When the day is done it's time to sell your crop and stock up for the next day. You can sell individual flowers for a little gold, or arrange bouquets using pre-set templates (assuming you have the right flowers) for lots of extra cash. With money you can buy more water, upgrade your harvest bin or water bucket, and buy/plant new crops that fetch a higher price at market. After a few levels you'll enjoy the companionship and help from a dragon named Robin. Together you will travel from farm to farm, starting from scratch each time and discovering new enemies and plants along the way.
Analysis: One of the best features of Magic Farm is its incorporation of RPG-style elements into the plot and gameplay. The girl and Robin have skills that can be increased over time, adding a low-level of customization to the game. The skills let you sell flowers for a higher price, buy things at a slight discount, and get faster at completing tasks such as dispatching enemies.

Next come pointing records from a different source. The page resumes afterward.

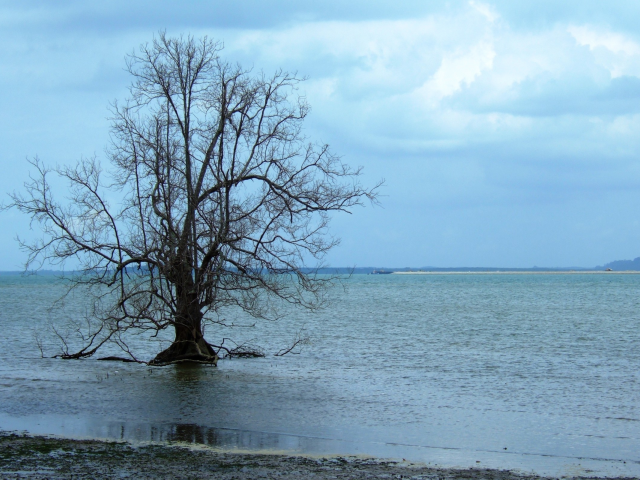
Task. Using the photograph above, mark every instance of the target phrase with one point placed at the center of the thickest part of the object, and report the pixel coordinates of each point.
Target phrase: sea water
(530, 372)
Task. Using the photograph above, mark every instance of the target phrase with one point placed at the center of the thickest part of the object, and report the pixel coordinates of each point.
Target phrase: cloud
(476, 113)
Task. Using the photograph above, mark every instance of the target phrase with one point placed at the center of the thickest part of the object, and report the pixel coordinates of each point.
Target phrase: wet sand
(37, 457)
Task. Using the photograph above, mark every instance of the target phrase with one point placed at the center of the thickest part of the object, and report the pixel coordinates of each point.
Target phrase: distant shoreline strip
(567, 272)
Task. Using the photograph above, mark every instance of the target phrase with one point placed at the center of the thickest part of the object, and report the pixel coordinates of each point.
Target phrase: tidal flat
(38, 457)
(528, 373)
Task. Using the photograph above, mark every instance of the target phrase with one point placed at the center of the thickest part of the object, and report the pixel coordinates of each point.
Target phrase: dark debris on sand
(34, 457)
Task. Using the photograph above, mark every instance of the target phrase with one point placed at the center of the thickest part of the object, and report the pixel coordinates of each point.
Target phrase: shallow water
(514, 371)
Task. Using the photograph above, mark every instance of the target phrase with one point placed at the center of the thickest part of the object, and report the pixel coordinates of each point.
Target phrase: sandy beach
(36, 457)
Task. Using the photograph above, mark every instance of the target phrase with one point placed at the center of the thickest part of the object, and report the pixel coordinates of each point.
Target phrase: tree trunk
(189, 344)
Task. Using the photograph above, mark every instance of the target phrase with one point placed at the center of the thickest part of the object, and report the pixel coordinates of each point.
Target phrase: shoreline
(523, 272)
(27, 456)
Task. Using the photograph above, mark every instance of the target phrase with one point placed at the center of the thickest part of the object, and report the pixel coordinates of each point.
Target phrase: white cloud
(616, 52)
(458, 69)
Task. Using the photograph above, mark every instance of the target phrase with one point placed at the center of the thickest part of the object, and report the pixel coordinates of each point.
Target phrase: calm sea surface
(533, 372)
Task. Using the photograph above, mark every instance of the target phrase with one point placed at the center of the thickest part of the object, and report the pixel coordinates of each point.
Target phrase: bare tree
(220, 201)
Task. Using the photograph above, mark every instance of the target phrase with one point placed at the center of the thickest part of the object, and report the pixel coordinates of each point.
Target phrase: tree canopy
(213, 198)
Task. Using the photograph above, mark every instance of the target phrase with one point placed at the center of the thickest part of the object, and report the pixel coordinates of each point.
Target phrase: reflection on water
(517, 372)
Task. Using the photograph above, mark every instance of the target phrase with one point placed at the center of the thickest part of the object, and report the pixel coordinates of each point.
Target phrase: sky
(507, 132)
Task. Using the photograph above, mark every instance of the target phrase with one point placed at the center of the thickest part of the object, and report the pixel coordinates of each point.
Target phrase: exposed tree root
(198, 351)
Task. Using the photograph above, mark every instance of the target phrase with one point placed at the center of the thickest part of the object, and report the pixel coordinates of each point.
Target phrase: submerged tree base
(197, 351)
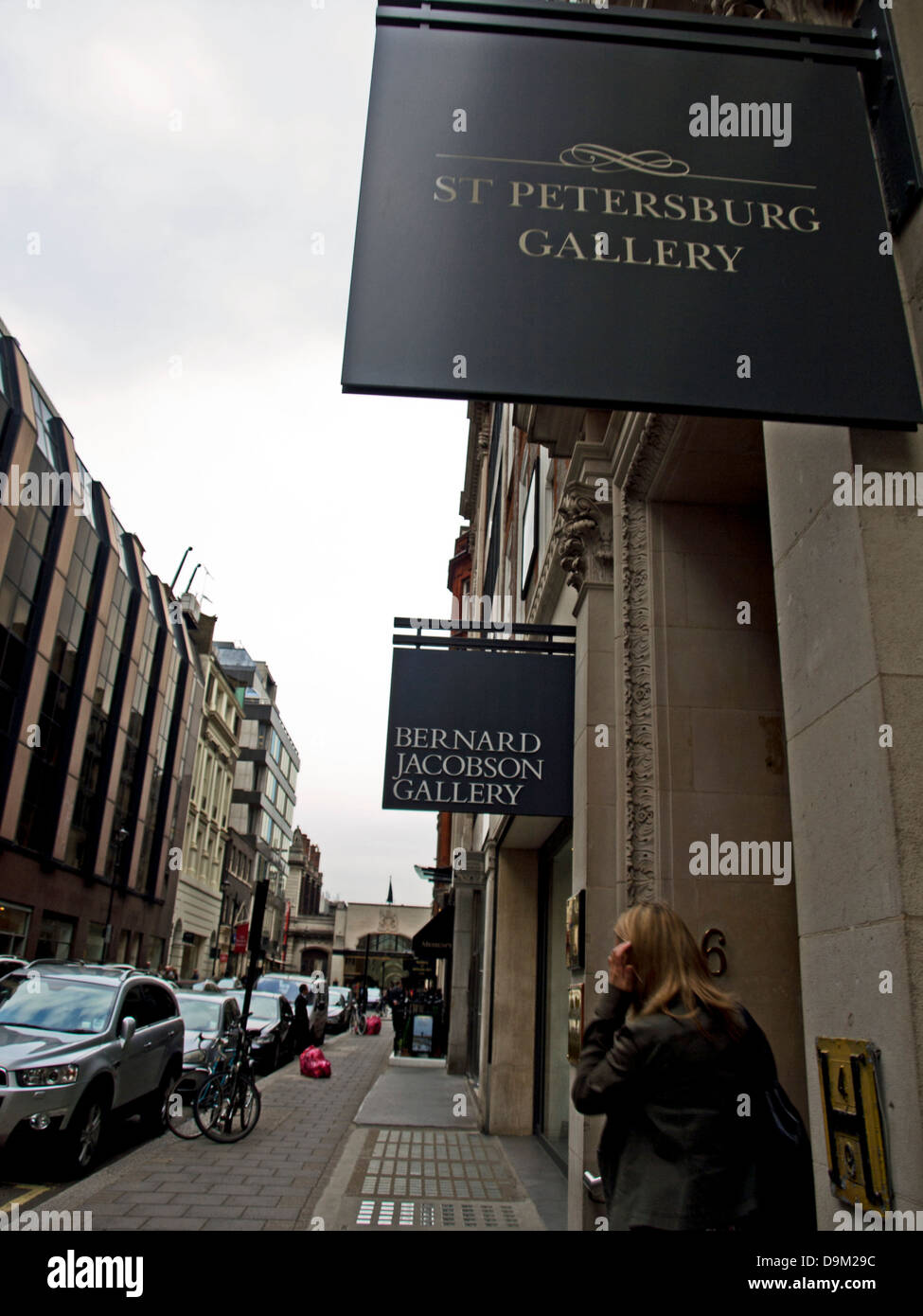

The biggest detractor in Magic Farm is its rather bland presentation and (mostly) uninteresting visuals. Some of the animated models move as if they were made of wood, and the game is missing a lot of little touches that could really make playing a better experience. A prime example of this is the bland, dated dialogue boxes that are nothing more than white text on a flat green background.
Despite its minor flaws, Magic Farm is an extremely engrossing game that has the ability to grab you from the get-go and keep you hanging in for more. Lacing role playing elements in casual games is gaining ground, and Magic Farm is a great example of the powerful addictive properties this can create.